For the aims of the study the clinical and radiographic records of all patients treated with implant‐supported prosthetic rehabilitation in the Dental Clinic of the IRCCS Istituto Ortopedico Galeazzi, in Milan, Italy in the period ranging from 1st January 2004 and 1st January 2021 were screened for inclusion on the basis of the following criteria: (i) the records must be referred to subjects who were 18 years old or older at the time of implant placement and who provided their written informed consent for the treatment and for using the radiographic and clinical data for the research purposes; (ii) the record must be referred to subjects treated with any type of implant‐supported restoration (single tooth, fixed‐partial prosthesis (FPDs), full‐arch implant‐supported rehabilitations (FAISRs)).

Records not providing enough information about the prosthetic restoration and about the use or not of the drugs that are the object of the present investigation were excluded.

Outcome variables and data measurement

The main outcomes considered in the study were cumulative implant survival (patient level) and the occurrence of peri‐implantitis in subjects who continuative used one of the four drug categories considered (during the entire period of observation if less than 5 years or for at least 5 years during the observation period) as compared to the group of subjects not assuming the drug. The drugs category considered were: (i) PPI (ATC code A02BC); (ii) SSRI (ATC code N06AB); (iii) anti‐inflammatory drugs (ATC codes: M01, H02) (cortisone, acetylsalicylic acid [ASA], or others); (iv) antihypertensive drugs (ATC code: C02) (Angiotensin‐converting enzyme [ACE] inhibitors, Beta‐blockers, diuretics, Ca‐antagonists, Angiotensin II receptor antagonists, or others). The intake of one drug was assessed by a questionnaire administered to the subjects.

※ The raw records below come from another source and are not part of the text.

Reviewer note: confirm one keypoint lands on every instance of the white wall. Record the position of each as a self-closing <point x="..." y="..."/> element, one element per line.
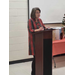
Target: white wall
<point x="18" y="33"/>
<point x="52" y="11"/>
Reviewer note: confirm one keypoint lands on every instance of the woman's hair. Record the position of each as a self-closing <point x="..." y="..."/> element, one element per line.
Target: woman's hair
<point x="33" y="12"/>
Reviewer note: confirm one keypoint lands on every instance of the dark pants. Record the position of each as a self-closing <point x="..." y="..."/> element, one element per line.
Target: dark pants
<point x="33" y="66"/>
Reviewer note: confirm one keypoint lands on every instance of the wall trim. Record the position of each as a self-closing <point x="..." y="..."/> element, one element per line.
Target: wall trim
<point x="27" y="60"/>
<point x="20" y="61"/>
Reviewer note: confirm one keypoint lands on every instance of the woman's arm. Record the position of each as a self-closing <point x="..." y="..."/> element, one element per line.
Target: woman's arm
<point x="30" y="27"/>
<point x="44" y="25"/>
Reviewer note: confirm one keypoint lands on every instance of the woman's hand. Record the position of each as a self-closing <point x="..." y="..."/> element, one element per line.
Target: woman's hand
<point x="40" y="29"/>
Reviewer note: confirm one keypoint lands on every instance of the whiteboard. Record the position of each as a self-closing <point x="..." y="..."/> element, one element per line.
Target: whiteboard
<point x="52" y="11"/>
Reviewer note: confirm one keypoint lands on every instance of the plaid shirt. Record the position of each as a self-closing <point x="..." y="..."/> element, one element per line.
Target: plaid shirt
<point x="32" y="25"/>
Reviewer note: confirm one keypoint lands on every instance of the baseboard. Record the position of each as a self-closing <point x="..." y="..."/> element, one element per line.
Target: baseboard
<point x="28" y="60"/>
<point x="59" y="55"/>
<point x="20" y="61"/>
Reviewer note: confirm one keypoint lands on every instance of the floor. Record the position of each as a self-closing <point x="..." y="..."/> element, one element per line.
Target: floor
<point x="25" y="68"/>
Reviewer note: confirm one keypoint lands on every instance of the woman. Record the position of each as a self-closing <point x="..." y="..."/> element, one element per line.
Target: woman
<point x="35" y="24"/>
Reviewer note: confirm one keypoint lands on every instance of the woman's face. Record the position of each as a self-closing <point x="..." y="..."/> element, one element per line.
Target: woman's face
<point x="37" y="14"/>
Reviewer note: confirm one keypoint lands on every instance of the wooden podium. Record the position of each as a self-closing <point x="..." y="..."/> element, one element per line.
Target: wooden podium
<point x="43" y="52"/>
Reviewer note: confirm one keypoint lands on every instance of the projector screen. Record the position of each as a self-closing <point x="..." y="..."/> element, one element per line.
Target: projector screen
<point x="52" y="11"/>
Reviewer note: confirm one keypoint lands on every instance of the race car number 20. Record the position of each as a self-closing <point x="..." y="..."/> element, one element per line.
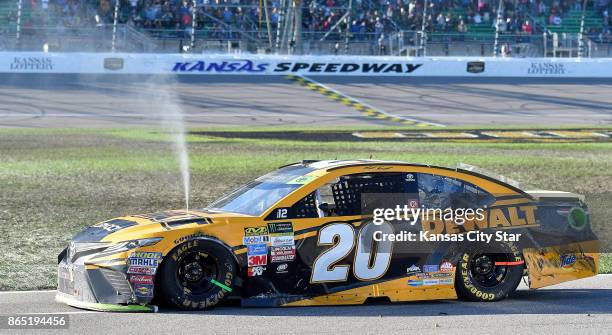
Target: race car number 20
<point x="325" y="267"/>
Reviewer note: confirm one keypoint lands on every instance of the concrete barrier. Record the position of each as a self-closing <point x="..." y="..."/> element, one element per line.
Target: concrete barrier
<point x="194" y="64"/>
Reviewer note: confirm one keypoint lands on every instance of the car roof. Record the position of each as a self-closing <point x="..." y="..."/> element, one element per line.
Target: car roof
<point x="330" y="165"/>
<point x="336" y="164"/>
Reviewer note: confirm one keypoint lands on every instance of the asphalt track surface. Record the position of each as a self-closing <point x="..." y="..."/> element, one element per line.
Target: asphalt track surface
<point x="122" y="100"/>
<point x="579" y="307"/>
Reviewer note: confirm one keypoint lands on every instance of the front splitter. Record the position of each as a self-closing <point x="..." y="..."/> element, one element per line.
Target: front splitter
<point x="69" y="300"/>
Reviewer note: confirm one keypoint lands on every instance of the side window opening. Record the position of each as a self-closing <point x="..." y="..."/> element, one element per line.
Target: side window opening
<point x="353" y="194"/>
<point x="444" y="192"/>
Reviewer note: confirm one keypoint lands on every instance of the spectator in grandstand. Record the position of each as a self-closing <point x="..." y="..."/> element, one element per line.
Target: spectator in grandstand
<point x="527" y="28"/>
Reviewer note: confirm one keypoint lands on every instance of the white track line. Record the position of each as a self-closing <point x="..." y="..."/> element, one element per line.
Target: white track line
<point x="369" y="105"/>
<point x="32" y="291"/>
<point x="55" y="313"/>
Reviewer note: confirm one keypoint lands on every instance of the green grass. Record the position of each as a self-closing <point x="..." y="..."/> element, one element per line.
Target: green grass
<point x="56" y="182"/>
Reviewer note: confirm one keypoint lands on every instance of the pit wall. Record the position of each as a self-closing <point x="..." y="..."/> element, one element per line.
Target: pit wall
<point x="245" y="64"/>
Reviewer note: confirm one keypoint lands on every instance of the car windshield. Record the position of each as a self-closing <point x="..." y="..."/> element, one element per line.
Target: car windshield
<point x="260" y="194"/>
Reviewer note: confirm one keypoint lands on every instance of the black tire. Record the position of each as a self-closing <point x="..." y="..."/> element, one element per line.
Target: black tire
<point x="185" y="276"/>
<point x="478" y="278"/>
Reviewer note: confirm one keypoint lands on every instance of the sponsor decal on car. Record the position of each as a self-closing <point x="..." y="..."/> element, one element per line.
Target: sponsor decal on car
<point x="446" y="281"/>
<point x="143" y="290"/>
<point x="282" y="268"/>
<point x="141" y="279"/>
<point x="256" y="231"/>
<point x="566" y="261"/>
<point x="413" y="270"/>
<point x="248" y="240"/>
<point x="226" y="66"/>
<point x="441" y="275"/>
<point x="257" y="249"/>
<point x="280" y="229"/>
<point x="446" y="266"/>
<point x="148" y="259"/>
<point x="282" y="254"/>
<point x="430" y="282"/>
<point x="257" y="260"/>
<point x="187" y="238"/>
<point x="506" y="217"/>
<point x="282" y="240"/>
<point x="412" y="282"/>
<point x="255" y="271"/>
<point x="144" y="270"/>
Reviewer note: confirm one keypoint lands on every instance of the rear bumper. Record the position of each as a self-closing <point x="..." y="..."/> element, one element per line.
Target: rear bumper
<point x="558" y="264"/>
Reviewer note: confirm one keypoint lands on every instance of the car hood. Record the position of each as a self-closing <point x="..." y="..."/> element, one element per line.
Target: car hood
<point x="145" y="225"/>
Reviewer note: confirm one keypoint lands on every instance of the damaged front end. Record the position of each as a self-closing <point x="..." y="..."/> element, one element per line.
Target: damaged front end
<point x="108" y="277"/>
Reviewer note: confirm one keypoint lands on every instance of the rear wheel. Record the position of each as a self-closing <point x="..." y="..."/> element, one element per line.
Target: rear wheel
<point x="197" y="275"/>
<point x="483" y="275"/>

The following definitions were adopted in the study, on the basis of previously published papers (Corbella et al., 2021; Francetti et al., 2019): (i) implant survival was defined on the basis of the presence of the dental implant in situ, supporting a functional dental prosthesis; (ii) implant failure identified one dental implant that was lost spontaneously or removed due to failure of osseointegration; (iii) peri‐implantitis was defined on the basis of the criteria proposed by Berglundh et al. (2018), which were the presence of signs of inflammation (bleeding and/or suppuration after probing), radiographic bone loss beyond crestal bone resorption due to initial remodeling or, if the one year radiograph is missing, presence of bone level positioned ≥3 mm apical to the most coronal portion of the intraosseous portion of the implant body, and presence of increased probing depth as compared to previous measurements, if available.

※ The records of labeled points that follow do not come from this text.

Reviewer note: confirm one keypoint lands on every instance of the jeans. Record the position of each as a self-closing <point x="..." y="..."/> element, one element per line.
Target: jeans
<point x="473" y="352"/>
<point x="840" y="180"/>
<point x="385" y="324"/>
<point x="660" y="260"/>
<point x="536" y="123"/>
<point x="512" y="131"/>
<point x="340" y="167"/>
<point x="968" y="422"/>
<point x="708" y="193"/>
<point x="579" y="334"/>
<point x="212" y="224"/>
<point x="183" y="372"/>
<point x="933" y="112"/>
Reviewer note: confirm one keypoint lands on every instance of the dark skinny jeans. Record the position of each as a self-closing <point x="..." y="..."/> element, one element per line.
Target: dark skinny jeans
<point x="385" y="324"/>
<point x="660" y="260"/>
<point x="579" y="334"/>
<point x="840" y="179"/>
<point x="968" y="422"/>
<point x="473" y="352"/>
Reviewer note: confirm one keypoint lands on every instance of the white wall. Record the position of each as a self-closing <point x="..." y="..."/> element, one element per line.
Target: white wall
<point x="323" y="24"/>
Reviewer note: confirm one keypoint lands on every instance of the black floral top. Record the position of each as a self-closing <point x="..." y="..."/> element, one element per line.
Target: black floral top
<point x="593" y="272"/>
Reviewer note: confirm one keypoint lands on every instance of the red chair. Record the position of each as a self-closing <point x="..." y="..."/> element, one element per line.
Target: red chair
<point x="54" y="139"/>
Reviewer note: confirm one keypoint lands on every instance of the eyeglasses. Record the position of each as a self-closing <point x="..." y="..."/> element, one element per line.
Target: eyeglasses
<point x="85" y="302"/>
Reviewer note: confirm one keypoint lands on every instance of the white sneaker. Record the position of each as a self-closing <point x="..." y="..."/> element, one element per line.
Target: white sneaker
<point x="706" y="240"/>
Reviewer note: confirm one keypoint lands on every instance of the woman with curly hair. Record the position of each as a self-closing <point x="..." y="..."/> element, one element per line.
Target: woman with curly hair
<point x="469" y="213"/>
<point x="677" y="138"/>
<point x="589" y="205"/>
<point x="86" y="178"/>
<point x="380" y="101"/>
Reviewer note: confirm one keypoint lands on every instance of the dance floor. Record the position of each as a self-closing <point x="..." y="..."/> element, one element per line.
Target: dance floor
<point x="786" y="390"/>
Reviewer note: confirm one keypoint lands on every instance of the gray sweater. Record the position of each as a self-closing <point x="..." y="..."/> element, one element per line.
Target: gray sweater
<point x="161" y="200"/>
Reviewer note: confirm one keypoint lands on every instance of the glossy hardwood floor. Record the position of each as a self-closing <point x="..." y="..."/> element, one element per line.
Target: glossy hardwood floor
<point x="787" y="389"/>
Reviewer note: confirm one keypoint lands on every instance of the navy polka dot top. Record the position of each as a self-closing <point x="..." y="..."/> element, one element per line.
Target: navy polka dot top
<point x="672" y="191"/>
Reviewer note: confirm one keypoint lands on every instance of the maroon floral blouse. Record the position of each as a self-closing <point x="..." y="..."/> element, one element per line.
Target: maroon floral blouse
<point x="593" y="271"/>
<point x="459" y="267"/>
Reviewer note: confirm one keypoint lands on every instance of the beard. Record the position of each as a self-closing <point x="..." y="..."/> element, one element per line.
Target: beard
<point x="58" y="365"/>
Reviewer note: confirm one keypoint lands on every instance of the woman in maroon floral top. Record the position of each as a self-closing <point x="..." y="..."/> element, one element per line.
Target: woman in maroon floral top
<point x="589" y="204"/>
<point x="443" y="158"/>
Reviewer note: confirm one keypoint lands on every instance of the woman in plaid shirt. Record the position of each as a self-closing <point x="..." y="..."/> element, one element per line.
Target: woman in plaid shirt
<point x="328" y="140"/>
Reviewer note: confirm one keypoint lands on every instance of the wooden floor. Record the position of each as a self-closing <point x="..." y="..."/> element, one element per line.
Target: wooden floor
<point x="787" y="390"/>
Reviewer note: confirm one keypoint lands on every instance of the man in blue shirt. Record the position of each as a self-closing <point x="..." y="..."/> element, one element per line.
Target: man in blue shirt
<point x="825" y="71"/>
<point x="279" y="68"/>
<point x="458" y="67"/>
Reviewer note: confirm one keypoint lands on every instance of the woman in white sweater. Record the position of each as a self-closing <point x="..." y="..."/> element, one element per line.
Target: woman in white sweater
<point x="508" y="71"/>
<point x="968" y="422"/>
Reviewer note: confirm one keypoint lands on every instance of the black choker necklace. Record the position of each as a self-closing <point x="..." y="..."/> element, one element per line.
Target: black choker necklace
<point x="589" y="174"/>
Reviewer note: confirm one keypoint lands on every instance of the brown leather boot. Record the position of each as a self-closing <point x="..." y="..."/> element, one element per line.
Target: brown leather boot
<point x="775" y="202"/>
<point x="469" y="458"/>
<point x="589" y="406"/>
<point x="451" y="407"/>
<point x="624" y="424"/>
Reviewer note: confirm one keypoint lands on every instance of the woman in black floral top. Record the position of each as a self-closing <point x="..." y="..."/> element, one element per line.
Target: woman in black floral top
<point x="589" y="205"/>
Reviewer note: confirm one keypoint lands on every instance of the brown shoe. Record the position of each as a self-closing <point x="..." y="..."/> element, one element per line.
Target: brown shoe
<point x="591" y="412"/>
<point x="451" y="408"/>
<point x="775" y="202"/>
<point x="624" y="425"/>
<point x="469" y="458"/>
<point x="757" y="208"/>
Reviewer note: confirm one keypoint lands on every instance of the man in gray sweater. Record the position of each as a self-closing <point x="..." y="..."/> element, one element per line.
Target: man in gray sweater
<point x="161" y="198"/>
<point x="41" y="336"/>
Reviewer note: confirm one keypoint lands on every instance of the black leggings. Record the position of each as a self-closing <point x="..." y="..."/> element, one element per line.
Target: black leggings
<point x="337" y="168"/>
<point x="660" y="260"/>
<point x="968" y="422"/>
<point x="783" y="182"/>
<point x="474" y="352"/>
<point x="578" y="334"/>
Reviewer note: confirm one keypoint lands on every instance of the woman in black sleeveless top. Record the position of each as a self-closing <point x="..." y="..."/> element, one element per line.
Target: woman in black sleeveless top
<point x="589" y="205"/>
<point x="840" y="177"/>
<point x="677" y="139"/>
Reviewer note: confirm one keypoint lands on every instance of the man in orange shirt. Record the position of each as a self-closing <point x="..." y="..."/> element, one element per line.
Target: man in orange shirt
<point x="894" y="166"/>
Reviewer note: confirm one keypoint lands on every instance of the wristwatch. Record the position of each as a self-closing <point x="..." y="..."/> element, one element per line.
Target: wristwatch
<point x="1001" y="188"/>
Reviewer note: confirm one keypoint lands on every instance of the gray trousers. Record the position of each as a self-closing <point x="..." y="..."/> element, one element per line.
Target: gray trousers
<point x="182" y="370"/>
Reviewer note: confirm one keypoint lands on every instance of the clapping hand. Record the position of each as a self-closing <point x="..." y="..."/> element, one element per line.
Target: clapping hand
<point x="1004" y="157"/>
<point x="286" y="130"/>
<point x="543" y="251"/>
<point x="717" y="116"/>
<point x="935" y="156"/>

The periapical radiographs used for the investigation were taken with paralleling technique using phosphor plate digital images with an exposure ranging from 0.16 to 0.22 s. The quality of the radiographs was appraised by adopting the criteria for dental radiography of the Faculty of General Dental Practice (UK). Two operators (SC, BM), previously calibrated, independently evaluated the radiographs for assessing, in duplicate, the presence of bone resorption. In case of disagreement (7% of the total cases) in the evaluation, a third operator was involved (LF) and the disagreement was resolved by discussion. The measurements on radiographs were taken by using the software ImageJ (Rasband, W.S., ImageJ, U. S. National Institutes of Health, Bethesda, Maryland, USA, https://imagej.nih.gov/ij/, 1997–2016.).

The history of periodontitis status was assessed before the first implant placement and the periodontal status was evaluated during each follow‐up visit. One subject was defined as having a history of periodontitis following the criteria published in 2018, namely if the subjects are affected by interdental CAL ≥2 nonadjacent teeth, or buccal/oral CAL ≥3 mm with PPD >3 mm is detectable at ≥2 teeth (Tonetti et al., 2018), and it was evaluated on the basis of clinical and radiographic records. The smoking status was assessed at the time of the first implant placement, by asking the patient.

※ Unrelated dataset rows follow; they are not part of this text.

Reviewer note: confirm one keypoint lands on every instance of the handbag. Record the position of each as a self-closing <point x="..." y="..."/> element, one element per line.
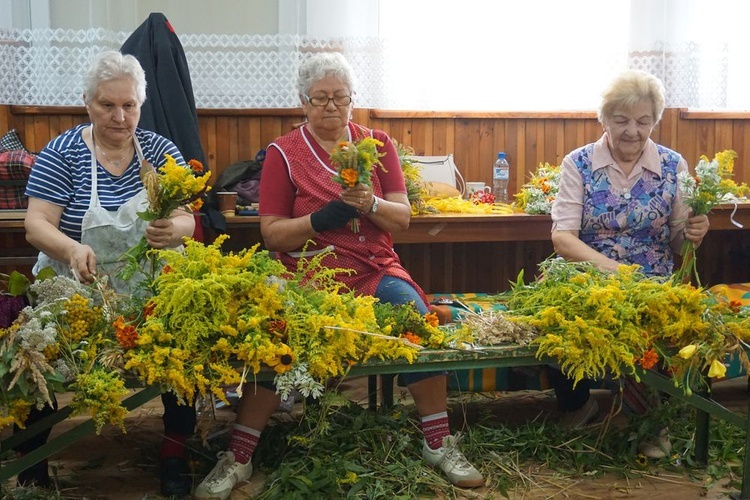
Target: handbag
<point x="440" y="169"/>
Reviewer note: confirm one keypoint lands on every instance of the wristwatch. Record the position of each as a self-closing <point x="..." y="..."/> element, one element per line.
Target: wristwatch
<point x="374" y="207"/>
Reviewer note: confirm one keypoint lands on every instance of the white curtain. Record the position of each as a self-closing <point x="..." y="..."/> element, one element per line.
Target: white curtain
<point x="483" y="55"/>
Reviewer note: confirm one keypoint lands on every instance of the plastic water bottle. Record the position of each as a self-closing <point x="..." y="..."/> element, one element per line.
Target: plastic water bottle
<point x="500" y="178"/>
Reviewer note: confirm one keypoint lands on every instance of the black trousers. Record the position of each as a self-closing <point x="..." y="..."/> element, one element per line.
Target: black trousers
<point x="569" y="398"/>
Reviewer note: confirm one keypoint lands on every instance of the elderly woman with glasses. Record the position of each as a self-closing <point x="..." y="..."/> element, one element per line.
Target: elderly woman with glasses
<point x="300" y="203"/>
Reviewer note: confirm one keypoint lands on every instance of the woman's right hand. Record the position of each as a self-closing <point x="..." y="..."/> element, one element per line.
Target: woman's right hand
<point x="333" y="215"/>
<point x="82" y="261"/>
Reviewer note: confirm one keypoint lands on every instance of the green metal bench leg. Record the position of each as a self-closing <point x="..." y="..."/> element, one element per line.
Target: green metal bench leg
<point x="386" y="388"/>
<point x="702" y="429"/>
<point x="66" y="439"/>
<point x="372" y="392"/>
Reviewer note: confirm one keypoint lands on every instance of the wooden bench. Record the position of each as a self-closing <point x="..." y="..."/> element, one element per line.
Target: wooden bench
<point x="429" y="360"/>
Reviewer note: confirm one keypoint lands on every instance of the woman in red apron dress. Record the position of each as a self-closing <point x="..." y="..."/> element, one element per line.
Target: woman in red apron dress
<point x="299" y="201"/>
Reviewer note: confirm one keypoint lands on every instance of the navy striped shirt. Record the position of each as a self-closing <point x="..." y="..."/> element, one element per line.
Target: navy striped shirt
<point x="62" y="175"/>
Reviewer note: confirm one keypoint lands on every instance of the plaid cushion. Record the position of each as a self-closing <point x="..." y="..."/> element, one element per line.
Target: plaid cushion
<point x="15" y="167"/>
<point x="10" y="141"/>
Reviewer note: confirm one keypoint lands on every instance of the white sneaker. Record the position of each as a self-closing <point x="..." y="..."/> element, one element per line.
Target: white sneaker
<point x="657" y="448"/>
<point x="225" y="474"/>
<point x="453" y="463"/>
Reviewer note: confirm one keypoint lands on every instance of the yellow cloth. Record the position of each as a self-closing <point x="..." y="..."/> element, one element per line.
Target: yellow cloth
<point x="738" y="292"/>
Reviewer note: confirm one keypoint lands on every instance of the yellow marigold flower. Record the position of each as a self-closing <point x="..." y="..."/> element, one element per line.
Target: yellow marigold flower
<point x="717" y="369"/>
<point x="688" y="351"/>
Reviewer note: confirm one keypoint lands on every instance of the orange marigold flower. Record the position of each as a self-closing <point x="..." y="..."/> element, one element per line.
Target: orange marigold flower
<point x="432" y="319"/>
<point x="277" y="327"/>
<point x="196" y="166"/>
<point x="649" y="359"/>
<point x="414" y="339"/>
<point x="350" y="176"/>
<point x="196" y="205"/>
<point x="148" y="309"/>
<point x="126" y="334"/>
<point x="282" y="362"/>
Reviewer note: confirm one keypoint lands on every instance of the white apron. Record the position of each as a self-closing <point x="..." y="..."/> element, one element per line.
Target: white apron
<point x="109" y="234"/>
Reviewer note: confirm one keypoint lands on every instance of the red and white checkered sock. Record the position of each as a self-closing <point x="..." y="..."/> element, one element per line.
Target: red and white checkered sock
<point x="243" y="442"/>
<point x="435" y="427"/>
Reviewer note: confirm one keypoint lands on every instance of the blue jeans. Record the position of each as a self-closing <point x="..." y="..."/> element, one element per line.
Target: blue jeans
<point x="397" y="291"/>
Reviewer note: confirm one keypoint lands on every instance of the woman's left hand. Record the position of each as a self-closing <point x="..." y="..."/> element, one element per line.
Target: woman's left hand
<point x="160" y="233"/>
<point x="359" y="197"/>
<point x="696" y="228"/>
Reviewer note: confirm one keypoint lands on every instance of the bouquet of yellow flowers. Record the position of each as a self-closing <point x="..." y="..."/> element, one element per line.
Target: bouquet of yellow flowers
<point x="170" y="187"/>
<point x="63" y="340"/>
<point x="537" y="195"/>
<point x="595" y="323"/>
<point x="710" y="186"/>
<point x="217" y="318"/>
<point x="354" y="163"/>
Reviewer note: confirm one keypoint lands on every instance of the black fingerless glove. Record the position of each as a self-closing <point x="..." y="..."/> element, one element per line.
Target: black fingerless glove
<point x="333" y="215"/>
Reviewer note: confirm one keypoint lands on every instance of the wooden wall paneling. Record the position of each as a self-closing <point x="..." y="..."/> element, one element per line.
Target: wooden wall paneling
<point x="554" y="137"/>
<point x="499" y="141"/>
<point x="515" y="133"/>
<point x="479" y="167"/>
<point x="401" y="130"/>
<point x="443" y="137"/>
<point x="270" y="129"/>
<point x="420" y="140"/>
<point x="741" y="145"/>
<point x="468" y="133"/>
<point x="207" y="126"/>
<point x="723" y="133"/>
<point x="254" y="136"/>
<point x="223" y="141"/>
<point x="704" y="140"/>
<point x="244" y="138"/>
<point x="534" y="148"/>
<point x="235" y="141"/>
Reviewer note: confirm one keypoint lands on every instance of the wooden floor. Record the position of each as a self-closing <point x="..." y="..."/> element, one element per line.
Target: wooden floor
<point x="123" y="466"/>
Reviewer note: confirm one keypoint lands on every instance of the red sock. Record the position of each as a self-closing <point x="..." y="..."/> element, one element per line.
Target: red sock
<point x="435" y="427"/>
<point x="173" y="445"/>
<point x="243" y="442"/>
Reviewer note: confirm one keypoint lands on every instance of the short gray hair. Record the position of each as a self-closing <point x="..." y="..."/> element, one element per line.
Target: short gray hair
<point x="322" y="65"/>
<point x="112" y="65"/>
<point x="630" y="88"/>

In case of multiple implants with peri‐implantitis, we considered the one with the shortest follow‐up as the first occurrence of the disease.

Quantitative analysis and statistical methods

The statistical analysis was carried out using dedicated software (SPPS, version 22, IBM).

The normality of the distributions was assessed by Shapiro–Wilk and Kolmogorov–Smirnov tests. For descriptive statistics we calculated mean value, median value, range, and standard deviation for each continuously distributed variable, whilst, for categorical variables, we calculated frequencies.

The analysis of survival (considering implant failure and occurrence of peri‐implantitis as events) was performed by using Kaplan–Meier estimate, using the time of the last visit or the time of event occurrence as censoring time. The tests log‐rank, Tarone–Ware, and Breslow were used to evaluate the differences between subjects assuming or not a specific drug category, as specified before. The ancillary analysis compared the survival curves for subjects with or without a history of periodontitis and with or without smoking habit.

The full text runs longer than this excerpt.